4:1 males, 11x in first degree relatives, 50% of pts with popliteal aneurysm
When should AAAs be repaired?
>.5cm growth per year or >5cm in size
Post op complications of AAA?
1. third spacing of fluids. increase fluid requirements
2. third day mobilization of fluids, need diuresis and fluid restriction or else pulmonary edema
Why might a AAA pt get impotence after surgery?
Damage to hypogastric circulation or to autonomic nerves on anterior surface of aorta near IMA
What percent of ruptured AAA die?
more than half
What are 5 year rupture rates for AAA?
<5cm= 20%
5-7cm= 33%
>7cm= 95%
Should the ER resuscitate fluids in ruptured AAA?
No, do it after you've clamped the aorta in OR
Complications of aortic replacement?
Ischemic colitis in rectosigmoid due to interruption of IMA flow: do sigmoidoscopy,bowel rest, NPO, GI decompression, abx, frequent reexamination, fill thickness involvement requires resection and colostomy
Vascular graft infection due to S.epidermidis or aureus. Remove, debride, do extra anatomic bypass, long term abx
Upper GI bleed from aortoenteric fistula into third or fourth part of duodenum. remove, repair GI tract, extraanatomic bypass
How to manage mesenteric ischemia?
Mesenteric angiogram, bypass graft from aorta to distal to obstruction. could be obstruction of celic axis or SMA usually.
Sxs of aortic dissection?
Tearing chest pain, back pain, severe hypertension, tachycardia, diaphoresis
Imaging for aortic dissection?
TEE, MRI, CT, arteriography
Types of dissections and treatments?
Type A: Ascending involvement. Operate.
Type B: Descending only. BP control with Beta blockers.

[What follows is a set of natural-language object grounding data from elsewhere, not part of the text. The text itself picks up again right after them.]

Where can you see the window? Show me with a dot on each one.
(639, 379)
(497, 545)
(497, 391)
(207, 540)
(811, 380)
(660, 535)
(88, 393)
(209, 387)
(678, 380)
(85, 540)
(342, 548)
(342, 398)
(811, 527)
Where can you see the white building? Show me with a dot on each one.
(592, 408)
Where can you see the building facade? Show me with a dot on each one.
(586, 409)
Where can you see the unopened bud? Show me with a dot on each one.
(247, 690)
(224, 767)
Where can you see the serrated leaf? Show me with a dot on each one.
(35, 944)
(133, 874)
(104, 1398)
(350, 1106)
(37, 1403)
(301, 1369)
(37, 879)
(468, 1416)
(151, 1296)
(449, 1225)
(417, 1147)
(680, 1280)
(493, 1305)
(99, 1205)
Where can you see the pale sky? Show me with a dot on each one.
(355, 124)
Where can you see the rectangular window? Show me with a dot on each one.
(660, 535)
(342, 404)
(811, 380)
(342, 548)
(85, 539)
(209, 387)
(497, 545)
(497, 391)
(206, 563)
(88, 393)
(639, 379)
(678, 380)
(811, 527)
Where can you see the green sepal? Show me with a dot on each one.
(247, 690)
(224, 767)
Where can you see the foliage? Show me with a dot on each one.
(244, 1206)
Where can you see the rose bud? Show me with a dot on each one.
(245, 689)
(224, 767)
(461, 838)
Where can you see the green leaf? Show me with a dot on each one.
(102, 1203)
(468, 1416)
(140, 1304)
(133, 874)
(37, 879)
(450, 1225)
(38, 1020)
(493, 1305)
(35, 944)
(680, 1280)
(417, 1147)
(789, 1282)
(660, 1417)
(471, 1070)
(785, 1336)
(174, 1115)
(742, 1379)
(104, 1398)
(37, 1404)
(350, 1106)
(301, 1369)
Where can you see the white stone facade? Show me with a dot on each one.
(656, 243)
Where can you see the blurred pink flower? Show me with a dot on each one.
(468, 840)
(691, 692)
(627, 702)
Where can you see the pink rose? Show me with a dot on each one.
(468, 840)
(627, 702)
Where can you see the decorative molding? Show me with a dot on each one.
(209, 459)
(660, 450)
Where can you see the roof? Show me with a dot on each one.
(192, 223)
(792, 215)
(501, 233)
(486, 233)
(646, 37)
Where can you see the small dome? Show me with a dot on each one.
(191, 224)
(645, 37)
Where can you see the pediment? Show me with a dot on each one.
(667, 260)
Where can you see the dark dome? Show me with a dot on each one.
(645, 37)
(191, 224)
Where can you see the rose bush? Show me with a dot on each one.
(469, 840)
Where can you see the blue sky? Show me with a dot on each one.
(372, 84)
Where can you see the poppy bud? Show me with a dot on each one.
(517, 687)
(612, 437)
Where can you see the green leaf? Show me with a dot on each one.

Sxs of lower extremity DVT?
Pain with movement esp dorsiflexion (Homan's sign), leg swelling, palpable cord (thrombosed superficial vein)
How to diagnose DVT?
Duplex
How to treat DVT?
Heparin 70-100U/kg bolus then maintenance of 15-25U/kg/hr for 5-7 days. Bridge to warfarin within first few days, continue 3-6 mo
Heparin mechanism?
activates antithrombin which inactivates II, VII, IX, X
Goals of heparin tx for DVT?
PTT 1.5 to 2x normal and INR of 2-3, follow platelet counts for HIT
Why do we bridge?
Becuase warfarin inhibits protein C synthesis, a relatively hypercoagulable state. Gotta wait till the effects kick in.
What is postthrombotic syndrome and how to we treat?
After DVT treatment: 10% get edema, skin ulceration, venous claudication for chronic venous HTN. Treat with support hose.
Virchow triad?
Venous stasis, hypercoag, endothelial injury
Some DVT risk factors?
Over 40, recent surgery, obesity, smoking, previous history, Cancer, PV, MM, MI, CHF, COPD, pregnancy, DIC, HIT, SLE
What is preventative heparin?
5000 U subQ preop and every 8-12 hrs postop until ambulatory. Don't forget to raise legs and give pneumatic compression devices
workup for suspected PE?
ABG, ECG, CXR, pulse ox, V/Q scan, CT if necessary, DVT history
How to treat PE?
Same as treating DVT. Heparin bolus and drip and bridge to coumadin
How to treat recurrent PE?
IVC filter with heparin failure or complications such as HIT
What to do if someone has GI bleeding with heparin?
discontinue, put in IVC (greefield) filter, antiulcer tx
Suspected diagnosis with severe DVT and advanced pelvic carcinoma? Tx?
Phlegmasia Cerulea Dolens.
Acute interruption of venous outflow due to malignancy. Anticoagulate and elevate leg. duplex and CT afterward.